From Botswana, with love and wisdom

It’s been early Christmas at my house for a few weeks now, with new books from favorite authors arriving in a steady stream. If you want to buy books as Christmas presents for friends or for yourself, the publishers are doing their best to give you plenty of worthwhile possibilities. Here’s one near the top of my list.

Reviewed by Linda C. Brinson

THE MINOR ADJUSTMENT BEAUTY SALON. By Alexander McCall Smith. Pantheon. 242 pages. $24.95.

Alexander McCall Smith’s deceptively simple tales about Mma Precious Ramotswe and her No. 1 Ladies’ Detective Agency in Botswana are good for the soul. Usually, not a lot happens that would make headlines or even the police blotter, but when you reach the end of the book you nod and smile, spirits lifted. You might even be a little wiser – a little more like Mma Ramotswe.

This 14th novel in the series is another gem. McCall Smith’s prose is, like the stories he spins, elegant in its simplicity. Without belaboring the facts or details, he gives us a vivid, loving picture of Botswana. By letting us spend time with his endearing yet utterly human characters, he imparts insight into what’s important – without ever seeming to preach or teach. And he amuses us by gently describing people’s foibles.

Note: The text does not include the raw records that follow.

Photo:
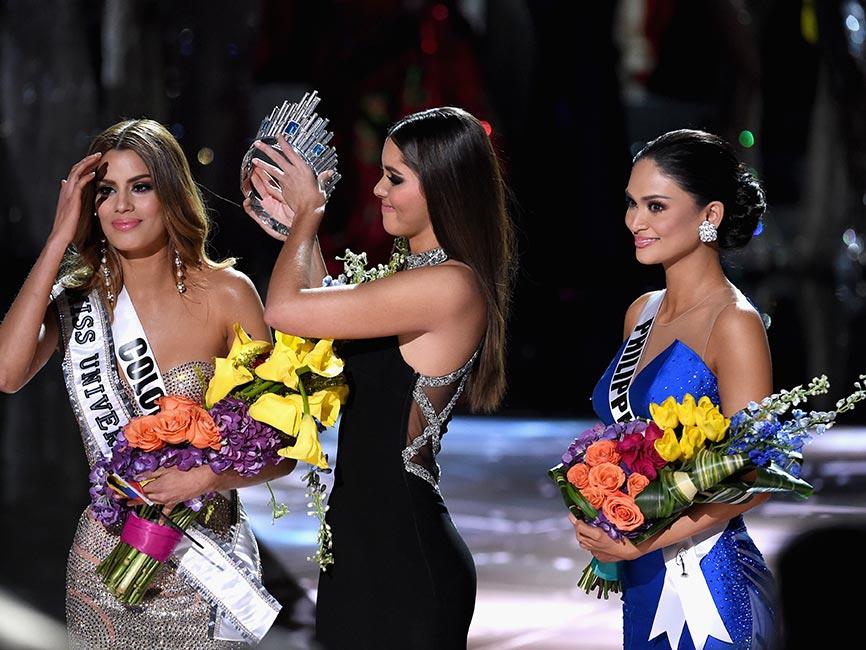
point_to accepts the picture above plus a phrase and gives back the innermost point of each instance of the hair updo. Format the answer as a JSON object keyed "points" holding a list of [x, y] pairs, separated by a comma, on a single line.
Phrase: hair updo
{"points": [[706, 167]]}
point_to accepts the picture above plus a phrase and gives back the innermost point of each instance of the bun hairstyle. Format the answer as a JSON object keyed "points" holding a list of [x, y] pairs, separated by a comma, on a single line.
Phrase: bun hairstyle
{"points": [[707, 167]]}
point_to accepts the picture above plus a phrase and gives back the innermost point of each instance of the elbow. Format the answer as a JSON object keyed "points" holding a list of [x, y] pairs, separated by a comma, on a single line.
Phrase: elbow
{"points": [[8, 385], [279, 317]]}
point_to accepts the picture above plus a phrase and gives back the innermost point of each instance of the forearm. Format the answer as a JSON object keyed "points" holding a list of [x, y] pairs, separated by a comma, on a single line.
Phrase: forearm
{"points": [[20, 329], [318, 269], [294, 268], [698, 519]]}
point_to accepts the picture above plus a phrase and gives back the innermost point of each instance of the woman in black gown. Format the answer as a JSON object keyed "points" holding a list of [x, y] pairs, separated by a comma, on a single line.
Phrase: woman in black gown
{"points": [[414, 344]]}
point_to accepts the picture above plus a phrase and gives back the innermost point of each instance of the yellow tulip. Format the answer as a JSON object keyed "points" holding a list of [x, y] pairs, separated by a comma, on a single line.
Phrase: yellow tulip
{"points": [[322, 360], [307, 447], [325, 403], [665, 414], [692, 440], [686, 410], [668, 447], [281, 412], [711, 421]]}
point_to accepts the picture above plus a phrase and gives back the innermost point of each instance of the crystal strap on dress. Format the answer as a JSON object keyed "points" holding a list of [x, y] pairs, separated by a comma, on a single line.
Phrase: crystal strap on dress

The adjective “sweet” often shows up in reviews of books in this series, and it is apt in many ways. Yet the stories are not syrupy or unrealistic. Mma Ramotswe, for all her endearing qualities that may seem at times like naiveté, has learned life’s hard lessons. She knows that some people are just bad, or at least act badly. She gives people the benefit of the doubt when she can, but she also figures out how to deal with them when necessary.

This time, she’s hired by the lawyer who is the executor of a farmer’s estate to find out if the apparent heir is who he says he is. And the proprietor of the Minor Adjustment Beauty Salon asks her to find out who is trying to sabotage her new business.

Of course, in both these cases, things turn out to be more complicated than they at first seem. And Mma Ramotswe feels handicapped in her investigations because she is missing her regular consultations over cups of tea with her assistant, Grace Makutsi, who, has quite surprisingly given birth to a son. Meanwhile, Mr. J.L.B. Matekoni, sensing the low spirits plaguing his wife, Mma Ramotswe, sets out to become a more modern husband.

By story’s end, the reader, along with the characters, has grown in understanding about marriage, family, love, loyalty, justice – about, in a word, life.